Decanonization

Meaning boxes. This is the way programmers and engineers usually call the areas with markings/tags in the images that train the so-called computer vision. In the Visual Genome model paper, the authors call this process of selecting specific regions of images as “canonicalization”. Visual areas canonized in computer vision, as in Art History, in museums, in the institutionalized process of seeing.

In 2021, friend/programmer Bernardo Fontes and I thought of a way to “decanonize” these same training images that made Visual Genome possible. With philosopher Caroline Carrion, we wrote an essay for Rosa magazine about what this experience.
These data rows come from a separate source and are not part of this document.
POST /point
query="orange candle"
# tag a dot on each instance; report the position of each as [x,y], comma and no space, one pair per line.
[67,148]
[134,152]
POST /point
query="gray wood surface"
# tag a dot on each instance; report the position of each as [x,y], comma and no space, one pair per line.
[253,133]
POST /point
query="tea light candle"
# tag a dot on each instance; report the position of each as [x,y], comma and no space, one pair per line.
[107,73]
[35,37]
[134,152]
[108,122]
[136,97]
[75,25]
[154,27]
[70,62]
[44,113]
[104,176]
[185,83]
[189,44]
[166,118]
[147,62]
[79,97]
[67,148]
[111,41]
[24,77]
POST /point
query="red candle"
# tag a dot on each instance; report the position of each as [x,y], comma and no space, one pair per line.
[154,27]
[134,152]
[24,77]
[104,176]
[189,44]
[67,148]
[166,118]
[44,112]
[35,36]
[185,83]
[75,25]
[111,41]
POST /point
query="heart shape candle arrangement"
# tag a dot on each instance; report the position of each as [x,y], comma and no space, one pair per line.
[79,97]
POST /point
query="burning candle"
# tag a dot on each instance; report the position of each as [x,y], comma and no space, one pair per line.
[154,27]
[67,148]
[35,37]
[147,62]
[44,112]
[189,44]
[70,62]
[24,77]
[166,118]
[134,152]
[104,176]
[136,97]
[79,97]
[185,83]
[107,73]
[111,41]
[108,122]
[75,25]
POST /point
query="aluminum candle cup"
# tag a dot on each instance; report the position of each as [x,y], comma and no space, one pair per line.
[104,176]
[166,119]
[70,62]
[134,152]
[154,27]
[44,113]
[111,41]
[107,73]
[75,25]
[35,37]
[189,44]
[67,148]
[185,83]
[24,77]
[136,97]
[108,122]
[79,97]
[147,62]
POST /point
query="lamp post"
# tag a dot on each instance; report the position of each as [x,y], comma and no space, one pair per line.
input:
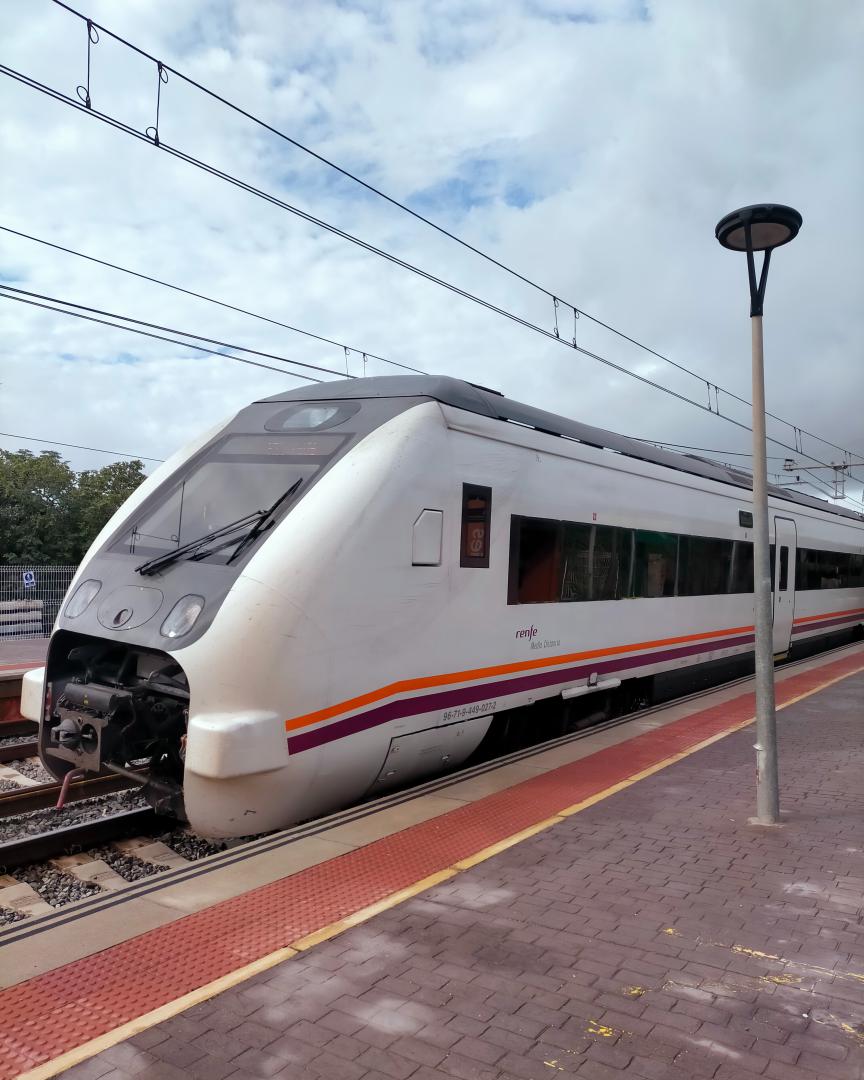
[761,228]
Read the full text here (in Portuguese).

When programmer Bernardo Fontes proposed a programming experience that would invert the game of computer vision, we immediately thought about reverse engineering processes.

The Python code used in the images of this visual essay is able to identify the selections of specific areas of the images that contain labeling — small boundaries in the image called, by engineers and programmers, “meaning boxes”. Once this identification is made, the command created by Fontes is to instead of highlighting these nobler regions of the images, erase them.

The results are the leftover images that are not important to computer vision. By excluding what is considered important and highlighting everything that was disregarded, this experience helps us to understand something beyond the specific situations portrayed there.

Computer vision is much less the complex process of seeing, and much more the process of EXTRACTION, segmenting, separation and decontextualizing. In these images, we see what was discarded during this process.